Saat industri reksa dana nasional hanya tumbuh 2,15% pada triwulan I 2008 ini, pada periode yang sama reksa dana syariah justru tumbuh 31,64%.
"Pertumbuhan pesat reksa dana syariah yang jauh di atas pertumbuhan reksa dana nasional didorong oleh perkembangan pasar industri syariah," ujar Presiden Direktur PT Fortis Investments, Eko P Pratomo, di gedung WTC, Jl Jend Sudirman, Jakarta, Rabu (16/4/2008).
SCROLL TO CONTINUE WITH CONTENT
Sementara industri reksa dana syariah di akhir 2007 total dana kelolaannya sebesar Rp 2,203 triliun. Di akhir Maret 2008, total dana kelolaannya sudah mencapai Rp 2,9 triliun atau tumbuh 31,64%.

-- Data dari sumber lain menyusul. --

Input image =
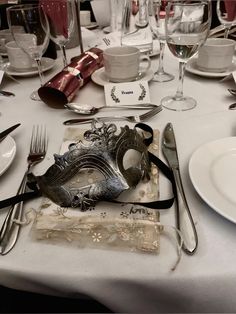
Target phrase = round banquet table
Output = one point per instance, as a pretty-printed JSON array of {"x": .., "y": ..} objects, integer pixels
[{"x": 126, "y": 281}]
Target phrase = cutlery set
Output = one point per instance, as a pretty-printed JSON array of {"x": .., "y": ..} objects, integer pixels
[{"x": 9, "y": 231}]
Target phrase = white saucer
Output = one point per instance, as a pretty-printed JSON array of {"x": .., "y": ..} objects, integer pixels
[
  {"x": 99, "y": 77},
  {"x": 107, "y": 30},
  {"x": 193, "y": 68},
  {"x": 93, "y": 25},
  {"x": 7, "y": 153},
  {"x": 47, "y": 64},
  {"x": 212, "y": 170}
]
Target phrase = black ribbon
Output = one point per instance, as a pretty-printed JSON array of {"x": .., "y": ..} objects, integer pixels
[{"x": 161, "y": 204}]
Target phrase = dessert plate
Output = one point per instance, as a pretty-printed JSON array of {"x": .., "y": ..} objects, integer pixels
[
  {"x": 193, "y": 68},
  {"x": 212, "y": 170},
  {"x": 99, "y": 77},
  {"x": 47, "y": 64},
  {"x": 7, "y": 153}
]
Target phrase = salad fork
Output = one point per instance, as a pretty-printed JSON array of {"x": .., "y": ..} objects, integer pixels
[
  {"x": 134, "y": 119},
  {"x": 10, "y": 229}
]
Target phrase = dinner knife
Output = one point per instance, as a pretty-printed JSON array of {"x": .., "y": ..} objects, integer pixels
[
  {"x": 184, "y": 220},
  {"x": 4, "y": 134}
]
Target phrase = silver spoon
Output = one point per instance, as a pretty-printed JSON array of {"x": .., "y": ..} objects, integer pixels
[{"x": 89, "y": 109}]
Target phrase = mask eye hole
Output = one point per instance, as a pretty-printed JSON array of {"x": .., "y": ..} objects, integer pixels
[{"x": 132, "y": 158}]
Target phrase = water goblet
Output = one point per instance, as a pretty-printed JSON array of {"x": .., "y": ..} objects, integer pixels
[
  {"x": 226, "y": 13},
  {"x": 35, "y": 36},
  {"x": 61, "y": 18},
  {"x": 187, "y": 26},
  {"x": 157, "y": 24}
]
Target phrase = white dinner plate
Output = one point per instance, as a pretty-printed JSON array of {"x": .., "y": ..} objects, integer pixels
[
  {"x": 93, "y": 25},
  {"x": 99, "y": 77},
  {"x": 193, "y": 68},
  {"x": 7, "y": 153},
  {"x": 47, "y": 64},
  {"x": 212, "y": 169}
]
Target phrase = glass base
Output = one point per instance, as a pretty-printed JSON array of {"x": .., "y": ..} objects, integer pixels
[
  {"x": 178, "y": 104},
  {"x": 162, "y": 77},
  {"x": 35, "y": 96}
]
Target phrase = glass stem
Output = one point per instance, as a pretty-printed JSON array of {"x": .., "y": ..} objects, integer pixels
[
  {"x": 226, "y": 33},
  {"x": 63, "y": 48},
  {"x": 179, "y": 92},
  {"x": 161, "y": 66},
  {"x": 39, "y": 65}
]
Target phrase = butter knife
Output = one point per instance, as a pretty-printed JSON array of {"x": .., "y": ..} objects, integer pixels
[
  {"x": 184, "y": 220},
  {"x": 4, "y": 134}
]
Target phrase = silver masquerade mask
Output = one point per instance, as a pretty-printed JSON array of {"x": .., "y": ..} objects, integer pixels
[{"x": 104, "y": 152}]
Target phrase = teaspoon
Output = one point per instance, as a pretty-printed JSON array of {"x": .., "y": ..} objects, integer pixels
[
  {"x": 87, "y": 109},
  {"x": 232, "y": 91}
]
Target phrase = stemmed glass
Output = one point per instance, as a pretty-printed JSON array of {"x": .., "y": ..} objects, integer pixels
[
  {"x": 35, "y": 39},
  {"x": 187, "y": 25},
  {"x": 61, "y": 18},
  {"x": 157, "y": 24},
  {"x": 226, "y": 12}
]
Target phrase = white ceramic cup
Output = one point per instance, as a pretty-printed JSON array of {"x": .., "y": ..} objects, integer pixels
[
  {"x": 123, "y": 64},
  {"x": 85, "y": 18},
  {"x": 19, "y": 60},
  {"x": 216, "y": 55}
]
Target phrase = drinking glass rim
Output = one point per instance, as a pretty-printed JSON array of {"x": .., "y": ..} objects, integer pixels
[{"x": 19, "y": 7}]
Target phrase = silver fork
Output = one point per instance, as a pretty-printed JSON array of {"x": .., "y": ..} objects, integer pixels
[
  {"x": 134, "y": 119},
  {"x": 10, "y": 229}
]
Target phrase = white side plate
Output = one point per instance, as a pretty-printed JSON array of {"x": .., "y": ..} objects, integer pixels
[
  {"x": 47, "y": 64},
  {"x": 212, "y": 170},
  {"x": 193, "y": 68}
]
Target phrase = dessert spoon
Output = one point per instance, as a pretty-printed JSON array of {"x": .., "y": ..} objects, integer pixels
[{"x": 87, "y": 109}]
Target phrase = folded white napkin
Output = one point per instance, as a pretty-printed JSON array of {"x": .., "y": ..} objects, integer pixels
[{"x": 108, "y": 225}]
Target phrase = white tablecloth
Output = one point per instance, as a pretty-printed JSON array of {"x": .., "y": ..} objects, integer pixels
[{"x": 125, "y": 281}]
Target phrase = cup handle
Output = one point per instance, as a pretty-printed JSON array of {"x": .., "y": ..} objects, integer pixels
[{"x": 143, "y": 70}]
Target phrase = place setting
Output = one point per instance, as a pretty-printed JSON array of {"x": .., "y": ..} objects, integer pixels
[
  {"x": 215, "y": 59},
  {"x": 7, "y": 148}
]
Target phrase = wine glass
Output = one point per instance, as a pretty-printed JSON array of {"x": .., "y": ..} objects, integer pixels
[
  {"x": 226, "y": 13},
  {"x": 157, "y": 24},
  {"x": 187, "y": 25},
  {"x": 61, "y": 18},
  {"x": 35, "y": 38}
]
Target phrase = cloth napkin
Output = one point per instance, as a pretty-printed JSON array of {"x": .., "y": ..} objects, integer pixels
[{"x": 108, "y": 225}]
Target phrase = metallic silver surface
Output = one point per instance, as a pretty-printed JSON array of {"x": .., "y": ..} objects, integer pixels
[
  {"x": 11, "y": 226},
  {"x": 134, "y": 119},
  {"x": 102, "y": 153},
  {"x": 184, "y": 220},
  {"x": 86, "y": 109}
]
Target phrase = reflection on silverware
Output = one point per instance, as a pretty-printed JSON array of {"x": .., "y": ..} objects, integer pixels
[
  {"x": 87, "y": 109},
  {"x": 184, "y": 218},
  {"x": 232, "y": 91},
  {"x": 10, "y": 229},
  {"x": 5, "y": 93},
  {"x": 134, "y": 119},
  {"x": 4, "y": 134}
]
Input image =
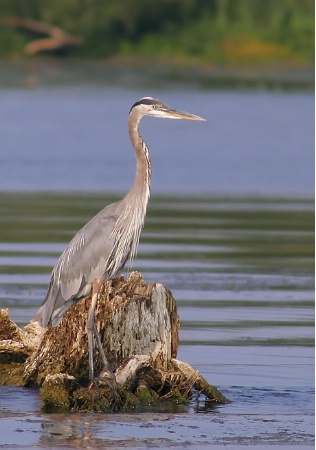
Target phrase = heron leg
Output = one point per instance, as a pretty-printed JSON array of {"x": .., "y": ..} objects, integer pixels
[{"x": 93, "y": 331}]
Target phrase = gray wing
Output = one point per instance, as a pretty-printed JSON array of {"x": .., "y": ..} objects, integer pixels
[{"x": 82, "y": 261}]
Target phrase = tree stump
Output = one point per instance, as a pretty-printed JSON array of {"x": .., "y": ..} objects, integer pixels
[{"x": 139, "y": 329}]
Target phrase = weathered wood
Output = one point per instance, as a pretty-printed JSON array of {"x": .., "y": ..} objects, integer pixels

"Sejak tahun 2006, pertumbuhan industri reksa dana meningkat pesat, termasuk reksa dana syariah. Karena volume dana kelolaan reksa dana syariah masih kecil, sedangkan pasarnya sangat potensial, maka industri reksa dana syariah mengalami pertumbuhan yang selalu jauh di atas pertumbuhan nasional," ulas Eko.
Pada tahun 2006, reksa dana nasional masih sebesar Rp 50,869 triliun. Di akhir 2007 posisinya menjadi Rp 91,154 triliun atau tumbuh 79,2%.
Di tahun 2006, industri reksa dana syariah tumbuh lebih pesat lagi, yaitu dari Rp 719 miliar menjadi Rp 2,203 triliun di akhir 2007. Posisi tersebut tumbuh 206,4%.
Oleh karena itu, Eko menyatakan optimistis dengan perkembangan industri reksa dana syariah ke depannya, terutama jika Sukuk telah diluncurkan pada semester 2 tahun 2008 ini.
"Kita belum bisa memperkirakan angkanya, tapi kita optimis dengan industri ini," ujar Eko.
Sementara di tahun 2008 ini, Fortis menargetkan pertumbuhan dana kelolaan sebesar 27,3% menjadi Rp 28 triliun. Tahun 2007, total dana kelolaan Fortis sebesar Rp 22 triliun.
"Industri reksa dana nasional tahun ini menargetkan pertumbuhan sebesar 20%. Fortis optimis pertumbuhan dana kelolaan kita bisa lebih dari 20%, sekitar 27,3%," ungkap Eko.
Namun, Eko tidak menjelaskan bagaimana strategi perseroan untuk mengejar target pertumbuhan tersebut. Eko mengungkapkan, hingga akhir triwulan I 2008 ini, jumlah dana kelolaan Fortis masih berkisar di Rp 22 triliun, sebagaimana posisi di akhir 2007.
"Hal itu disebabkan market saat ini sedang kurang baik. Namun kita tetap optimis bisa mengejar target dana kelolaan kita di 2008," jelas Eko tanpa menjelaskan lebih lanjut.